6

Is it possible to use a structure with a pointer to another structure inside a memory mapped file instead of storing the offset in some integral type and calculate the pointer?

e.g. given following struct:

typedef struct _myStruct_t {
  int number;
  struct _myStruct_t *next;
} myStruct_t;
myStruct_t* first = (myStruct_t*)mapViewHandle;
myStruct_t* next = first->next;

instead of this:

typedef struct _myStruct_t {
  int number;
  int next;
} myStruct_t;
myStruct_t* first = (myStruct_t*)mappedFileHandle;
myStruct_t* next = (myStruct_t*)(mappedFileHandle+first->next);

I read about '__based' keyword, but this is Microsoft specific and therefore Windows-bound.

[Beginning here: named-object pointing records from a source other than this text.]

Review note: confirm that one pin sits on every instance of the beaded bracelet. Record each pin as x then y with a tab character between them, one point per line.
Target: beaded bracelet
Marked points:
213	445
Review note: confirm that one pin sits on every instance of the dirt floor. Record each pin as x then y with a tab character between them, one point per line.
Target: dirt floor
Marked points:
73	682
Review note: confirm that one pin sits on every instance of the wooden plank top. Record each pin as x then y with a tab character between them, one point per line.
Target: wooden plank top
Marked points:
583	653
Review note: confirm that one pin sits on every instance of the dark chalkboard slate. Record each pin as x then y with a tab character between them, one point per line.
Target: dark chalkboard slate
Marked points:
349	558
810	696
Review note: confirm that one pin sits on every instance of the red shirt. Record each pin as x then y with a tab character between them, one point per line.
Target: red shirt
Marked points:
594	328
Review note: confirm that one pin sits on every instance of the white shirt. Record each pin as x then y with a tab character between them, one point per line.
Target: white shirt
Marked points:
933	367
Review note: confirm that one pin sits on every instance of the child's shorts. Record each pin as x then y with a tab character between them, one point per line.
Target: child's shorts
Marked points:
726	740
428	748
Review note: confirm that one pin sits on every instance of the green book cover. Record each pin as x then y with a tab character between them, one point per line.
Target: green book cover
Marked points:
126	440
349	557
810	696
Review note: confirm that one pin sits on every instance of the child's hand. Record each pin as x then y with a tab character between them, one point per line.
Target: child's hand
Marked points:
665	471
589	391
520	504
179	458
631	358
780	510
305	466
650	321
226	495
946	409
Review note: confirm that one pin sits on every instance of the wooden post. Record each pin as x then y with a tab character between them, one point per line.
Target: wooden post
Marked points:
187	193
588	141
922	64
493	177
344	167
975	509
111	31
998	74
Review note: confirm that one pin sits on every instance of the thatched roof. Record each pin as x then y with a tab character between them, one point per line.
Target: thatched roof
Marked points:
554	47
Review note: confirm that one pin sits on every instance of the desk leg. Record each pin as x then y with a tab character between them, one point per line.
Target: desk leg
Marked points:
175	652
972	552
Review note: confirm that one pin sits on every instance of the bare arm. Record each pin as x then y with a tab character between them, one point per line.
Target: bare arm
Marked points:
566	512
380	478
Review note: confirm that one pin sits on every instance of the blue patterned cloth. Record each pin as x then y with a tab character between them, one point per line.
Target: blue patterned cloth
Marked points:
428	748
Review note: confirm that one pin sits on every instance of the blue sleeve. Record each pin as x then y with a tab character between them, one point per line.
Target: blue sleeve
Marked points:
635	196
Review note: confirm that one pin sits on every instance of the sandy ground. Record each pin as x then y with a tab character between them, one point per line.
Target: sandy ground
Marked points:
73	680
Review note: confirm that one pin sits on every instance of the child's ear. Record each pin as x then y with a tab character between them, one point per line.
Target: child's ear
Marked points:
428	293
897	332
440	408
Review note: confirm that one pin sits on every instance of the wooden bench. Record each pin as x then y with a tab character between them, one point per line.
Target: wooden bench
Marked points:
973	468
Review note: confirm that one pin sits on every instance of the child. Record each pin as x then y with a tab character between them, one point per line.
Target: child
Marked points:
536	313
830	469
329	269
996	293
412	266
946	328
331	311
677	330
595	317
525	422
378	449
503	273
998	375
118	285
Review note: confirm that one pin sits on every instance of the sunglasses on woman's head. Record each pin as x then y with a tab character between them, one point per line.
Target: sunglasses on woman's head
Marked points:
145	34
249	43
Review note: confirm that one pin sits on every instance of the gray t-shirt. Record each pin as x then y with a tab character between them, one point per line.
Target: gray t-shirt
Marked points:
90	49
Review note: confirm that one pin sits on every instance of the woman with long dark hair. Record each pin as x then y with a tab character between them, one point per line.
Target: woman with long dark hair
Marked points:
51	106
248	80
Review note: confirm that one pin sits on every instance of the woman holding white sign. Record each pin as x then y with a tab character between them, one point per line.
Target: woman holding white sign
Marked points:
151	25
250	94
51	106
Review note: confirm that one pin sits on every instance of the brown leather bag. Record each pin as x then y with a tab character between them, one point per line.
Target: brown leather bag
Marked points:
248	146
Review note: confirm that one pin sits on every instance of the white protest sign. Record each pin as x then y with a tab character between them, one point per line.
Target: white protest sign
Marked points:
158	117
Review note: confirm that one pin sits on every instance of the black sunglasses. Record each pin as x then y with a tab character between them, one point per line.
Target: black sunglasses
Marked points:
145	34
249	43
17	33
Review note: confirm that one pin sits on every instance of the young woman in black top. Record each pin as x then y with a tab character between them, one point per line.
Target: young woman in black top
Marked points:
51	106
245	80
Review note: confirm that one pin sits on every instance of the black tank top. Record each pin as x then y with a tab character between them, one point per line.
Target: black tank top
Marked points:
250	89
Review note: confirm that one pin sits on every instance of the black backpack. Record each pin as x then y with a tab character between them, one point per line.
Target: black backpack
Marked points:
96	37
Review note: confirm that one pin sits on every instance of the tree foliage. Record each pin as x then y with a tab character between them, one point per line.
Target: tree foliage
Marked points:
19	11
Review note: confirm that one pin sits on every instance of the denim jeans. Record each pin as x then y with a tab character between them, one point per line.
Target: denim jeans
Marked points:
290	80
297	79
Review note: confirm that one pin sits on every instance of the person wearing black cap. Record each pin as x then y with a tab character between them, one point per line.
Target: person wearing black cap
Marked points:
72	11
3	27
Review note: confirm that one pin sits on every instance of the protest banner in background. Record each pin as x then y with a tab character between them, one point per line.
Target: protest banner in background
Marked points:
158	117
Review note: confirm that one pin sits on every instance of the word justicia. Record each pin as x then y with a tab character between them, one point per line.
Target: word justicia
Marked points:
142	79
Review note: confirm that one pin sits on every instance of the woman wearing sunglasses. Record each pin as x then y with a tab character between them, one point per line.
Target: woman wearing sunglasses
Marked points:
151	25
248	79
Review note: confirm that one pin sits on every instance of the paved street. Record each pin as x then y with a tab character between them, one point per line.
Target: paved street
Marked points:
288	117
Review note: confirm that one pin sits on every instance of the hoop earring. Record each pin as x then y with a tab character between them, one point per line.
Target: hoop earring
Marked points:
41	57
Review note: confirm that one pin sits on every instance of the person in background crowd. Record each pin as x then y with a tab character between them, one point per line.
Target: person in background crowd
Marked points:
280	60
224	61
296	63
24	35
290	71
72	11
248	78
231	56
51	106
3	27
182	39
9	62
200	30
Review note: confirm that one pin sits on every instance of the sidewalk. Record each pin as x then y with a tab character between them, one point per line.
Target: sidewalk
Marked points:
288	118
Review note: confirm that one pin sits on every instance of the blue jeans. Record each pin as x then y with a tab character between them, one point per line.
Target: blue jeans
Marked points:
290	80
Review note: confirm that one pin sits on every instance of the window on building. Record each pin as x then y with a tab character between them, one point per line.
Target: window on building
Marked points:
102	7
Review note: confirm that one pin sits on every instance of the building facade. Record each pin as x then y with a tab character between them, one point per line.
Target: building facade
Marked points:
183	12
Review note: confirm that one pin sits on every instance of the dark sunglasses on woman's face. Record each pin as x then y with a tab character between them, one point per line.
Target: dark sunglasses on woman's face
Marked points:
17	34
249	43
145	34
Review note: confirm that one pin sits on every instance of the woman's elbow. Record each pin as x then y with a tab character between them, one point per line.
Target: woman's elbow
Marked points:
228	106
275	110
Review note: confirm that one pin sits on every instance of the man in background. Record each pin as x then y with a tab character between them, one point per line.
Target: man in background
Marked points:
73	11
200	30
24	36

Looking for something working with GCC compiler.

RaphaelH
  • 2,144
  • 2
  • 30
  • 43
  • What is the problem? What have you tried? What errors do you get? The linked list node structure in the first snippet is perfectly normal. A structure in a file sounds a little iffy, so I think you should be a little bit more explicit in what it is that you're trying to achieve. – Henrik Jun 12 '14 at 10:18
  • @Henrik: There is nothing to try cause I see no way of doing this. Of course I can assign next to the memory mapped base with some offset and use it but as soon as I restart the application the pointer value stored in next is not valid anymore cause the base address of the mapped memory region changes. That's why I use the second snippet. So the question basically is if gcc does support something which could generate this in any way dynamically. It should store the offset instead of the current pointer value. – RaphaelH Jun 12 '14 at 10:32
  • I don't know of any way for GCC to help you with this, but assuming you're using `mmap` to create the mapping, maybe using the `MAP_FIXED` flag and specifying a fixed base address might help you. – Henrik Jun 12 '14 at 10:45
  • @Henrik: Nice idea but "it will cause mmap to unmap anything that may already be mapped at that address which is generally a very bad thing" see http://stackoverflow.com/questions/6446101/how-do-i-choose-a-fixed-address-for-mmap – RaphaelH Jun 12 '14 at 10:55

3 Answers3

2

I'm pretty sure there's nothing akin to the __based pointer from Visual Studio in GCC. The only time I'd seen anything like that built-in was on some pretty odd hardware. The Visual Studio extension provides an address translation layer around all operations involving the pointer.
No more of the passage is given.